Gabriel nods, already shrugging out of his jacket to fashion a makeshift collar. Between my veterinary training and hisemergency response experience, we've got this covered. We have to.
"My truck's closest," Beau says, voice tight with controlled panic. "Four-wheel drive, can handle getting back up this slope."
"No." Gabriel's hands are gentle as silk as he positions the improvised neck brace. "Need speed more than anything. Emergency lights, radio, clear the roads."
For a heartbeat, we all freeze. Three men who've spent two years barely speaking, brought together by a broken girl who somehow crawled under all our defenses without even trying.
"Together," I say, voice rough as sandpaper. "We do this together."
Gabriel nods. Beau's already positioning himself to help lift.
Gabriel’s supporting her head and neck with practiced precision. Me cradling her torso, feeling every labored breath. Beau taking her legs, strong and sure.
Lucy whimpers as we lift her, and I murmur every reassurance I can think of. "You're okay, Shortie. We've got you. Not letting you go. Not ever."
The trip up the ravine is a nightmare of careful steps and held breath. Every sound she makes drives railroad spikes through my chest. But we make it, settle her as gently as possible in the back of Gabriel's patrol car where the radio crackles with dispatch chatter.
Gabriel is already behind the wheel, all sheriff efficiency. "Beau, shotgun. Call the hospital, tell them we're coming in hot with head trauma. Colt, back seat, keep her stable."
I slide in, gathering Lucy against me as carefully as handling newborn kittens.
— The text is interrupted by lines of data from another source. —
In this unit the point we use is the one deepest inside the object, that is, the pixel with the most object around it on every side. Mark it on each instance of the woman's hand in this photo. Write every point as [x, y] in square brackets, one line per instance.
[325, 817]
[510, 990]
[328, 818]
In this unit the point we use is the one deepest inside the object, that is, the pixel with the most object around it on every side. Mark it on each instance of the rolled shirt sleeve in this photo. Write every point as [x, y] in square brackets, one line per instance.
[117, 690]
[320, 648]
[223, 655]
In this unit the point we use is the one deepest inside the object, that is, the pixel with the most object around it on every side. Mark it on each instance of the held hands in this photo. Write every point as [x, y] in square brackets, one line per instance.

Her head rests against my chest, and I can feel each breath like it's my own. Beau's already on the phone, rattling off medical terms with the precision of someone who's dealt with enough ranch accidents to know the drill.
"Stay with me, Shortie." I press my lips to her hair, not giving a damn that the other men can see. "You don't get to leave. Not when I haven't told you everything."
Everything.
How she walked into my clinic and brought light to places that had been dark so long I'd forgotten they existed.
How her coffee tastes like forgiveness because she's the one making it.
How I've been sober for weeks because the thought of disappointing her cuts deeper than any whiskey craving ever could.
"Almost there," Gabriel says, taking a turn fast enough to make the tires scream. "Three minutes."
Three minutes. I can keep her here for three minutes. I tighten my hold, careful of her injuries but needing her to know she's not alone. Not anymore. Not if I have anything to say about it.
The hospital appears like salvation wrapped in concrete and fluorescent lights. The emergency team is already waiting, and they take her from my arms with professional efficiency.
The loss is physical, painful, like they're ripping out part of my chest. But I let them because she needs more than I can give right now.
"How long unconscious?" one of the doctors asks as they transfer her to a gurney that looks too big for her small frame.
"In and out during transport," I answer, following as far as they'll let me. "Alert but groggy."
"We'll take it from here," the doctor says, and then Lucy disappears behind doors we can't follow, leaving the three of us standing in a waiting room that smells like disinfectant and other people's fear.